1st President of The Democrats
- In office 3 December 2023 – 11 January 2025
- Succeeded by: Hussain Firushan (interim) Imthiyaz Fahmy

Member of Parliament
- In office April 2019 – 28 May 2024
- Preceded by: Mohamed Abdul Kareem
- Succeeded by: Ali Ibrahim
- Constituency: West Henveiru

Chairperson of the Maldivian Democratic Party
- In office December 2016 – 2022
- Preceded by: Ali Waheed
- Succeeded by: Fayyaz Ismail

Minister of Human Resources, Youth and Sports
- In office 7 July 2010 – 7 February 2012
- President: Mohamed Nasheed
- Succeeded by: Mohamed Hussain Shareef
- In office 12 November 2008 – 29 June 2010
- President: Mohamed Nasheed

Personal details
- Born: Malé, Maldives
- Party: Maldivian Democratic Party (2011–2023; 2025–present)
- Other political affiliations: The Democrats (Maldives) (2023–2025) Social Liberal Party (2008–2011)
- Profession: Politician

= Hassan Latheef =

Maldivian politician

Hassan Latheef (ހަސަން ލަތީފް) is a Maldivian politician who served as the President of The Democrats from 2023 to 2025 and was the former Chairperson of the Maldivian Democratic Party as well as the former People's Majlis member for the West Henveiru Constituency.

== Career ==
He started his political career as being a member of the Social Liberal Party.
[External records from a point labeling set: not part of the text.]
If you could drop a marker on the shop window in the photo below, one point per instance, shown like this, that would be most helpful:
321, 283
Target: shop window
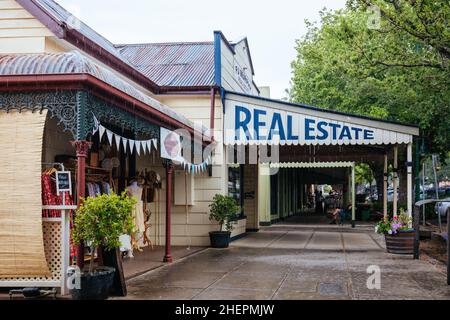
274, 194
235, 185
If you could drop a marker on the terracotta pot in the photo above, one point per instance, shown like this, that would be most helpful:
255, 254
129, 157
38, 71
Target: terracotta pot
400, 243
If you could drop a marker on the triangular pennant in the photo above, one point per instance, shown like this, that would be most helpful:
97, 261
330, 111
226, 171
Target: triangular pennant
96, 123
109, 135
138, 147
117, 139
125, 143
144, 146
102, 130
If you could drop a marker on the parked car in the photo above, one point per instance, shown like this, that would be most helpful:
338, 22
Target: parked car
443, 208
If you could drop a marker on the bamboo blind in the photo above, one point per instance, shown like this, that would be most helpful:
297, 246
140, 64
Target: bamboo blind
21, 238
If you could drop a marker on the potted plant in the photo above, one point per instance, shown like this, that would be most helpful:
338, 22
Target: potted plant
98, 223
225, 211
398, 233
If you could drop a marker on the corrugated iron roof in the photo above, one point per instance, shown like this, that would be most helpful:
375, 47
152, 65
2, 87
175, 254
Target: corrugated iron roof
183, 64
74, 62
65, 17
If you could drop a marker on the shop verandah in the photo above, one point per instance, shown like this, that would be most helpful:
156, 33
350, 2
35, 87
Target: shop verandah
289, 147
64, 108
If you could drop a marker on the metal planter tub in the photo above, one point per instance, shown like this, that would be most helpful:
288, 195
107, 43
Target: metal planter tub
400, 243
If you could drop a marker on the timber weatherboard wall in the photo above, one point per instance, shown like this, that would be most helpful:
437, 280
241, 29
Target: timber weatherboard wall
197, 108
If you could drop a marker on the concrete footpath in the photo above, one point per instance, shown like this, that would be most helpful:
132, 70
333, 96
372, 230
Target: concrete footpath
294, 262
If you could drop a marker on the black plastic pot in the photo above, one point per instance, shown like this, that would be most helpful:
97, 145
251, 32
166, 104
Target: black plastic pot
95, 285
220, 239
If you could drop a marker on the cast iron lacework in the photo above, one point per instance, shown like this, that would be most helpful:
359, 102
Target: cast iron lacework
106, 113
60, 104
75, 110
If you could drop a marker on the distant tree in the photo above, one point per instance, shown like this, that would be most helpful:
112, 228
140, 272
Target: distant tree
397, 71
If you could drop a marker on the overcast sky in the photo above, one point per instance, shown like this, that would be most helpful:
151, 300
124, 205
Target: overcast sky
270, 26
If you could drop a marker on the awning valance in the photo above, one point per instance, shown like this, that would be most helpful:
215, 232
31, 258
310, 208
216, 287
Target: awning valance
259, 121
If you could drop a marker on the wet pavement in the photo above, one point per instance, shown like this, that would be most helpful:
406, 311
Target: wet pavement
294, 262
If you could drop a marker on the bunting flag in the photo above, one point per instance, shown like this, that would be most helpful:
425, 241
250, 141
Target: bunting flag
102, 130
131, 143
138, 147
117, 140
109, 135
146, 145
195, 168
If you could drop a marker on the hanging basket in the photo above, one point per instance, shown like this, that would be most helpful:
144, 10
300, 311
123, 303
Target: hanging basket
400, 243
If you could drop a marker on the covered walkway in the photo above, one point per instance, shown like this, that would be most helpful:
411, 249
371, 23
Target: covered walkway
294, 262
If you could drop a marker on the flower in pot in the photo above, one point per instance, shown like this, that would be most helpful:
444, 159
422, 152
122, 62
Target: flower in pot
398, 233
99, 222
225, 211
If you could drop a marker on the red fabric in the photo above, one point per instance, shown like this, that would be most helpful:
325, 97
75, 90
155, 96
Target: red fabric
49, 197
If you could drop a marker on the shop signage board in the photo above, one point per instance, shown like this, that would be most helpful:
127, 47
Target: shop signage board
63, 182
170, 145
251, 123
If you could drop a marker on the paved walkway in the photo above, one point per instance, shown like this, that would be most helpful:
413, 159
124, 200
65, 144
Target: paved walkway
294, 262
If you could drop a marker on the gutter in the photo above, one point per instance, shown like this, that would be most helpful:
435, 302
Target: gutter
62, 31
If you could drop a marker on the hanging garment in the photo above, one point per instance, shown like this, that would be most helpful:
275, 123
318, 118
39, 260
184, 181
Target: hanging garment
138, 211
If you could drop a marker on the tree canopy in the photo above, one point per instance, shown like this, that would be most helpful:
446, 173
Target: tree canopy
393, 66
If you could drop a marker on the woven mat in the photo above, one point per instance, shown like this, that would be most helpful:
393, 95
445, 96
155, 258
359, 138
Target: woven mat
21, 240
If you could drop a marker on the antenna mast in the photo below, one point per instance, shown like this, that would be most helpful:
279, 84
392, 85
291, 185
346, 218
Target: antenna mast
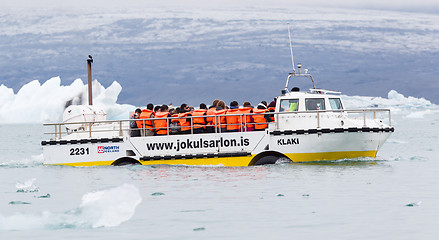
90, 87
291, 48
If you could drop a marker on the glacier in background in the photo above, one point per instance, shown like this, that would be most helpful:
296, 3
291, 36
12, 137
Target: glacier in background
163, 55
45, 103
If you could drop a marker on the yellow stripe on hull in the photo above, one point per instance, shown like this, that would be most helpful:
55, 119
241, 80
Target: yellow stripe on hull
224, 161
240, 161
328, 156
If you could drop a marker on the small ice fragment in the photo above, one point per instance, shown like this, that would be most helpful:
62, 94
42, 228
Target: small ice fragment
157, 194
17, 202
414, 204
27, 186
44, 196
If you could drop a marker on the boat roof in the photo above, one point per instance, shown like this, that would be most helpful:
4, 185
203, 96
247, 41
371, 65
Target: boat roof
314, 93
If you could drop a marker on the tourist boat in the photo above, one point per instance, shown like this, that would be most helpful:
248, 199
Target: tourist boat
307, 126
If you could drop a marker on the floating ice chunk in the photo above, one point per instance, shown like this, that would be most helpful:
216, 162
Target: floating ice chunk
106, 208
109, 208
46, 102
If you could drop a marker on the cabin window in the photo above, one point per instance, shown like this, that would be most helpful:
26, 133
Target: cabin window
289, 105
315, 104
335, 103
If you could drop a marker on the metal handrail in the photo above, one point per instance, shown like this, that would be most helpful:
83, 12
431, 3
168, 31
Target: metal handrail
88, 125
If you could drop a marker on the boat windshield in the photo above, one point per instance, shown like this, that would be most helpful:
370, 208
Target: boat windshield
289, 105
335, 103
315, 104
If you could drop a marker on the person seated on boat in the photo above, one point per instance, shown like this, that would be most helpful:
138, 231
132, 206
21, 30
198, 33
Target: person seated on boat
162, 125
148, 128
247, 119
271, 108
175, 123
233, 122
199, 119
311, 105
135, 132
210, 126
157, 108
220, 121
185, 119
261, 120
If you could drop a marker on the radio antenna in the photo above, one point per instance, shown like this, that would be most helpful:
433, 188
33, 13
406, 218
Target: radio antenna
291, 48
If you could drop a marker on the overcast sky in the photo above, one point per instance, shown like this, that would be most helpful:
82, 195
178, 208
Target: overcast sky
397, 5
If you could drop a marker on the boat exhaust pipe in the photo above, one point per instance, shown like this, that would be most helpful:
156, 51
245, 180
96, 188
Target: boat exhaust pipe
90, 87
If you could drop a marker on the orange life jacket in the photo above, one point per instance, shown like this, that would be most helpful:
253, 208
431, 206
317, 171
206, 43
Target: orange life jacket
271, 109
219, 120
185, 123
260, 118
199, 121
146, 113
248, 118
210, 117
233, 122
161, 124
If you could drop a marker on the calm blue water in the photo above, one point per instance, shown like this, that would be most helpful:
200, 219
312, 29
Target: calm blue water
391, 197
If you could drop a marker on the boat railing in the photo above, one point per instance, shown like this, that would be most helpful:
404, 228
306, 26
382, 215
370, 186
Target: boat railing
121, 128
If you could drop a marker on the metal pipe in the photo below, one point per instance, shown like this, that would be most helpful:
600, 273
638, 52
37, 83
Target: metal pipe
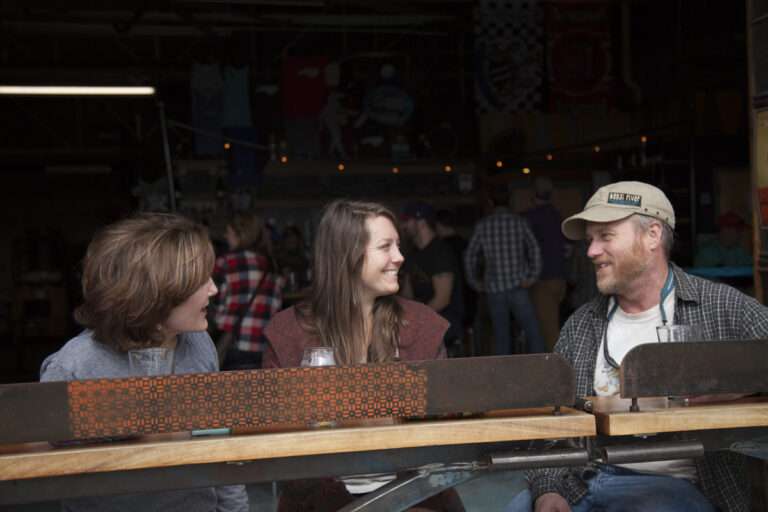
167, 156
540, 459
645, 452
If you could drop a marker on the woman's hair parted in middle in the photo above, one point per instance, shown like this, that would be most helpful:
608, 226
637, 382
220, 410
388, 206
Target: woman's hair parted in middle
333, 309
136, 271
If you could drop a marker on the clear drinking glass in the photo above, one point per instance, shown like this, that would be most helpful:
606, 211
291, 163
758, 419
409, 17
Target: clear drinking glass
318, 356
151, 361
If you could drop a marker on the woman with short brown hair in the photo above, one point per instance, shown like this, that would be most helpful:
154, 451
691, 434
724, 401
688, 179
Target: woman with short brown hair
146, 283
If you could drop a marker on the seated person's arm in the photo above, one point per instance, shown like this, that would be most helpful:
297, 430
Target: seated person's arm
443, 285
551, 502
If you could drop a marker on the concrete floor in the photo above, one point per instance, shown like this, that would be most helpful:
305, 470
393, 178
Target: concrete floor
487, 493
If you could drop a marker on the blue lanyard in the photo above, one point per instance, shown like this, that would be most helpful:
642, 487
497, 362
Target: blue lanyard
669, 285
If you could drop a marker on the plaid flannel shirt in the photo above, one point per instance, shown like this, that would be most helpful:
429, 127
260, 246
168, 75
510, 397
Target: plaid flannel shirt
725, 314
509, 252
237, 274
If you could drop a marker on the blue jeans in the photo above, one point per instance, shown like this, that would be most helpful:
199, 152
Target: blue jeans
518, 302
615, 489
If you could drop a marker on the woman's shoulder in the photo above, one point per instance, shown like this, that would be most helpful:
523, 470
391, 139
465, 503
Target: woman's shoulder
421, 331
418, 313
196, 353
82, 357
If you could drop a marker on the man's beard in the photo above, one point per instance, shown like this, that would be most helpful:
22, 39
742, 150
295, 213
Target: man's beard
626, 271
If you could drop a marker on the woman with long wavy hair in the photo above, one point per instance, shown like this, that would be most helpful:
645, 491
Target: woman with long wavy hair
352, 308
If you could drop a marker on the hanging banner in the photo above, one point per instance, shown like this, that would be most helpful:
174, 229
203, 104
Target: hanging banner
580, 64
510, 56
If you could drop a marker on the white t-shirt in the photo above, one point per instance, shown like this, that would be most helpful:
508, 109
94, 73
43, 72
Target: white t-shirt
626, 331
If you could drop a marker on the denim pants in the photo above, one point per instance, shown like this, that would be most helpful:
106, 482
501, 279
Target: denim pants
615, 489
518, 302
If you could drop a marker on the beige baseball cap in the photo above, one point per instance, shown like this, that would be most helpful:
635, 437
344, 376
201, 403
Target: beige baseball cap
618, 201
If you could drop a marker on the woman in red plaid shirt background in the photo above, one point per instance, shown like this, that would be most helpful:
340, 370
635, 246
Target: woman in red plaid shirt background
250, 292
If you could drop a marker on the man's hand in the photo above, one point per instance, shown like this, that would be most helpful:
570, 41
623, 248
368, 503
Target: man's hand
551, 502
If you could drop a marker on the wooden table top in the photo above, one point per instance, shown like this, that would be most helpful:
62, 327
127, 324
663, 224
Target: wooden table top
657, 415
32, 460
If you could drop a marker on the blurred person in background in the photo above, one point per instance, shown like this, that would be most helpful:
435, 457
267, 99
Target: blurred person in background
250, 292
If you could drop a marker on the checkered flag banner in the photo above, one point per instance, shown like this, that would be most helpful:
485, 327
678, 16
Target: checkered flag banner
510, 55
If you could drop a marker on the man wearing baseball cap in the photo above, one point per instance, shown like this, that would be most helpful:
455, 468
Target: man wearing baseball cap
629, 230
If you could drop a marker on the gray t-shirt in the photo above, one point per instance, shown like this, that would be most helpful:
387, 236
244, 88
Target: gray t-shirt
83, 357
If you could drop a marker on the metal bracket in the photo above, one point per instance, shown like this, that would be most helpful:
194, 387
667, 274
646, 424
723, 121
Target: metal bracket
414, 487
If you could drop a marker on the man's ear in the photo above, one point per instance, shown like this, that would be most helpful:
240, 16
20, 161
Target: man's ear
655, 232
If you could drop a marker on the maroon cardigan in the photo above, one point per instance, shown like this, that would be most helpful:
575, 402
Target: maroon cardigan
421, 336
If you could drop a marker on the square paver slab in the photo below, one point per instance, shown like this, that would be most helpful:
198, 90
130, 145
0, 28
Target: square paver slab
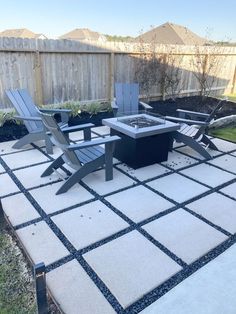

Later, he became the Minister of Human Resources, Youth and Sports during the Nasheed administration. He was also announced as the Civil Rights Minister in the Maldives United Opposition's shadow cabinet. He became the People's Majlis member for the West Henveiru Constituency. He left MDP in 2023 and was one of the founding members of The Democrats and was the first Party President. In 2025, he resigned as party president and rejoined the MDP.